How my Vipassana experience made me more angry and egotistical – Vipassana Diaries
My first encounter with vipassana was in 2004, when my friend said she lost 4 kgs after being there for 10 days. “Wow,” I thought then, “I should try it too”. Along with losing weight, I felt the need to not talk. So I went there and there were several people, much older.
On the day you reach, you are expected to fill out some forms and most of the people there were much older then. One of them felt I was there because, I had boy friend issues and this, she said immediately after she asked my age! Some aunties I tell you, they are just incorrigible.

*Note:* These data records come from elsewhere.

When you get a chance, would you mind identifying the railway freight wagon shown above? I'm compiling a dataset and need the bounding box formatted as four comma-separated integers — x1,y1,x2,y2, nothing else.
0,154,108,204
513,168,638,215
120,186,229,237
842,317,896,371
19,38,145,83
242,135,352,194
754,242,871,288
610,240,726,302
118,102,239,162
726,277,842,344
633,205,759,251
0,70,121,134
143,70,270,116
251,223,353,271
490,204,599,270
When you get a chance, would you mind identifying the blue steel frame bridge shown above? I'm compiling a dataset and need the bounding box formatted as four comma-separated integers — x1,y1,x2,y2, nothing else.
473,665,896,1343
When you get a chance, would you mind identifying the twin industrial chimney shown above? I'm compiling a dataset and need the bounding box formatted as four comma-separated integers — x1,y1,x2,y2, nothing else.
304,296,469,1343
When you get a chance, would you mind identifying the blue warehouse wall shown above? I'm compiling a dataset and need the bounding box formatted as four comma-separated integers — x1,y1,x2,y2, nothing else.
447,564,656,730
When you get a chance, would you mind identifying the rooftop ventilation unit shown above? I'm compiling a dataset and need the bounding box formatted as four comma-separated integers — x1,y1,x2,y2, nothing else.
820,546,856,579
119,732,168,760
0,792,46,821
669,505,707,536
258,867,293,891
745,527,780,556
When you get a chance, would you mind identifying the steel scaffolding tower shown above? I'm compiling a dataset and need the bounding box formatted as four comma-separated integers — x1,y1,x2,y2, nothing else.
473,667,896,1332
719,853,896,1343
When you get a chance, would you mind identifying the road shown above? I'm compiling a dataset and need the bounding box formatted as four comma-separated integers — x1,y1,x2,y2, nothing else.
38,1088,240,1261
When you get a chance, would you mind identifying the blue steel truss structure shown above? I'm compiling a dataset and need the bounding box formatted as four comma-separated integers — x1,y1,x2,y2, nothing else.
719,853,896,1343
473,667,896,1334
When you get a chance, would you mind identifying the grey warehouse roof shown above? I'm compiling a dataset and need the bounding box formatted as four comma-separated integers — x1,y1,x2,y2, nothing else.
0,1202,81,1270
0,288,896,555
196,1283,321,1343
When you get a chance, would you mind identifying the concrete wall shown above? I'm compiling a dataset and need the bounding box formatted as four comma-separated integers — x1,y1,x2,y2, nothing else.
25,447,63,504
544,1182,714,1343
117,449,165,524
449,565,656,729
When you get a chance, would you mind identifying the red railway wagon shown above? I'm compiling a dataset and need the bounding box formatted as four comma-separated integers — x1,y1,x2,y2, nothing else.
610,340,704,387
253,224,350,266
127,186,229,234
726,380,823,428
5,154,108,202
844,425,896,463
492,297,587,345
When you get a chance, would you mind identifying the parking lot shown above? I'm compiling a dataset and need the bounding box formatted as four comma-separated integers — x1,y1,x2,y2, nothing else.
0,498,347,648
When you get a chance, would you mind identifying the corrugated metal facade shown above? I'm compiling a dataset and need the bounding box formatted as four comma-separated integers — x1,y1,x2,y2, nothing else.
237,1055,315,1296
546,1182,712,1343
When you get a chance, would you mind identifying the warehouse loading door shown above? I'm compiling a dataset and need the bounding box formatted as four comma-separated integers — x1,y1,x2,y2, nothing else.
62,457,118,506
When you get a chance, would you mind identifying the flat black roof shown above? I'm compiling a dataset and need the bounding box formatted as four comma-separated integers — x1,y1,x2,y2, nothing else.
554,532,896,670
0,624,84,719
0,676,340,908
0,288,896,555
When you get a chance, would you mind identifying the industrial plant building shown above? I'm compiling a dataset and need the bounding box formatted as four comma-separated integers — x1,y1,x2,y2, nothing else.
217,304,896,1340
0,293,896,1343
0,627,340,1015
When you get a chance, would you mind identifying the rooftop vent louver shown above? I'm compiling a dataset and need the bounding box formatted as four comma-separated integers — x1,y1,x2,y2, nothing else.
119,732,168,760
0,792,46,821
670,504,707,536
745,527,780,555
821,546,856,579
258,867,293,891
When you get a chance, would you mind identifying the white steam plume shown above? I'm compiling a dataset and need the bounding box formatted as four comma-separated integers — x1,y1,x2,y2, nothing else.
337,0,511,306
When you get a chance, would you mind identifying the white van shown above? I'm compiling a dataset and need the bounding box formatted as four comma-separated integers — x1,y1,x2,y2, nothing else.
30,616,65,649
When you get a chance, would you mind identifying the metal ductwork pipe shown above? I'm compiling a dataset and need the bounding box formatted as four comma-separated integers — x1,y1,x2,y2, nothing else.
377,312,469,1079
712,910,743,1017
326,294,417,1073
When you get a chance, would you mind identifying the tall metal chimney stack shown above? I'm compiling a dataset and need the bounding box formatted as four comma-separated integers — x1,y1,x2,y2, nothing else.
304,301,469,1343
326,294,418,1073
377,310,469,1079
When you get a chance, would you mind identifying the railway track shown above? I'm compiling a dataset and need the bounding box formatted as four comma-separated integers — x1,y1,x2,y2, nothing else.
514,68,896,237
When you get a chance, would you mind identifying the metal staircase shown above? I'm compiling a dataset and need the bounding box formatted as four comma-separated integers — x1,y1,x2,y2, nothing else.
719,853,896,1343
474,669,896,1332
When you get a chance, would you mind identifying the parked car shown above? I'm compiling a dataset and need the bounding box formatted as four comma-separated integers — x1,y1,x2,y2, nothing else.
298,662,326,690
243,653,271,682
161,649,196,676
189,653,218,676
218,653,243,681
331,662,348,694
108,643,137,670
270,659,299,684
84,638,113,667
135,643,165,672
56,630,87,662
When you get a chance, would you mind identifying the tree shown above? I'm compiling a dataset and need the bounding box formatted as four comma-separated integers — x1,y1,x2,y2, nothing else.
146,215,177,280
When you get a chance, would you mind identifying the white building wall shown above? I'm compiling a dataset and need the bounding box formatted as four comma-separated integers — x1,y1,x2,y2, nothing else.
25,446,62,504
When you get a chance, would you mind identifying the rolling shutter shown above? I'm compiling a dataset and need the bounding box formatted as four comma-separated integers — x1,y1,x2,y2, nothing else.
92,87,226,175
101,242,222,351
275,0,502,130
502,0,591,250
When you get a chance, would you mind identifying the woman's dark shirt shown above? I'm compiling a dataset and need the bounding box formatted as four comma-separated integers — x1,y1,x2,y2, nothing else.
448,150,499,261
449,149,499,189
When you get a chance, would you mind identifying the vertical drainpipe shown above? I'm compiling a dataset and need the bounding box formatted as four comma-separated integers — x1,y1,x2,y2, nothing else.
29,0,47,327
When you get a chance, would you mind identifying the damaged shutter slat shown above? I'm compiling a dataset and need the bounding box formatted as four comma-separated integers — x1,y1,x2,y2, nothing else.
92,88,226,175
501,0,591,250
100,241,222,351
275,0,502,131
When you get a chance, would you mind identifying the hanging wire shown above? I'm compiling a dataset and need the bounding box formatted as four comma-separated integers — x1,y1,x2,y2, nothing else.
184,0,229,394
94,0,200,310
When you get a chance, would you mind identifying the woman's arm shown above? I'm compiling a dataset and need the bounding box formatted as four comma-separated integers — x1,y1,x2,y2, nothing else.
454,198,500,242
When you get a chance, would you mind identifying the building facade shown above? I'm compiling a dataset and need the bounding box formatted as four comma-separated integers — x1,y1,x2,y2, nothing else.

After those few hours, on has to observe silence for ten days till they allow you to break that silence.
I never observed that silence other than for the first two days, because it was just impossible for me to do that. It was impossible for me to sit in one posture for an hour when they ask you to not change the posture at all. All my past came into my mind like a wave and attacked me. I was crying and crying, every alternate day, but I gave into the temptation of breaking silence. It’s easier to do that because that’s what we are used to, talking.
So I left vipassana with no understanding of it, probably with a more inflated ego, because everyone says it is difficult and somehow I stayed there for ten days. But ONLY I knew that I didn’t observe silence as did so many others there. I came out with extreme anger, lack of compassion and without any idea to deal with them but I thought that I had somehow become ‘better’. I practiced it for a few days after getting back into life, heard the CDs for a couple of days and let life take over!
I heard recently from an aunt of mine that some people at her workplace went for vipassana and she saw no change in them. In fact, they were more reactive than before! Yes, that’s a possibility if you didn’t observe silence. My mind was in such a terrible state that even when I watched S.N. Goenka’s talks in the evenings, I wasn’t listening. I would usually fall asleep or dream away while watching them. I was sick as hell, but I didn’t know.
After ten years of going through life, I felt the need to go to vipassana again. This time it was an intense calling and I went all in. I saw people around me talking and was reminded of my first time, but I didn’t speak at all. My eyes were always cast down, but I felt a huge sense of compassion for all those who spoke eventually. I was angry at first, at them because they would talk loudly after the lights went out. I for those moments forgot that I did the same thing ten years ago. Then, I started feeling compassionate because I started understanding my own past self that was sick in the mind and was not willing to give up on what it was used to – talking!
There are intense cravings that crop up; people steal food to eat at night when they aren’t supposed to and of course, talking. But then I ask myself, should the Dhamma worker have asked me to leave as I broke the most important Sila of silence? No. I wouldn’t throw my past self out of that place either, because if I had, I would never have the wisdom over that self, the one that I have now. But something from there stayed with me, all through those ten years – observe the sensations.
Even though I never practiced the technique for all those years, somehow, I was tuned to observe my body while crying or laughing or even while getting angry. I didn’t know what after that, therefore I went with the flow of those emotions, although I was observing them. Since I went through those ten days only physically, I couldn’t get away from those emotions and understand the ‘unreality’ or the illusory nature of them. I kept judging myself whenever I was angry, sad or excited – there was something to be changed constantly in me. I kept calling myself weird or crazy or whatever other terms I felt like. My deep conditioning was never addressed.
So now, when people tell me that they have done vipassana, I don’t automatically assume that they are somehow better than everyone else, because it’s a process. My karmas were so strong that even though I was at the Dhamma center, I couldn’t do anything. So for me, I could understand it the second time I went, for someone else it might be the third or fourth or the first time itself! The problem is not with the meditative practice, it is the ‘level’ of the person entering the practice. And like S.N. Goenka says, “You must experience it yourself.” Don’t take my word for it, because everyone is different (we are all at different levels), although our core is the same! Metta.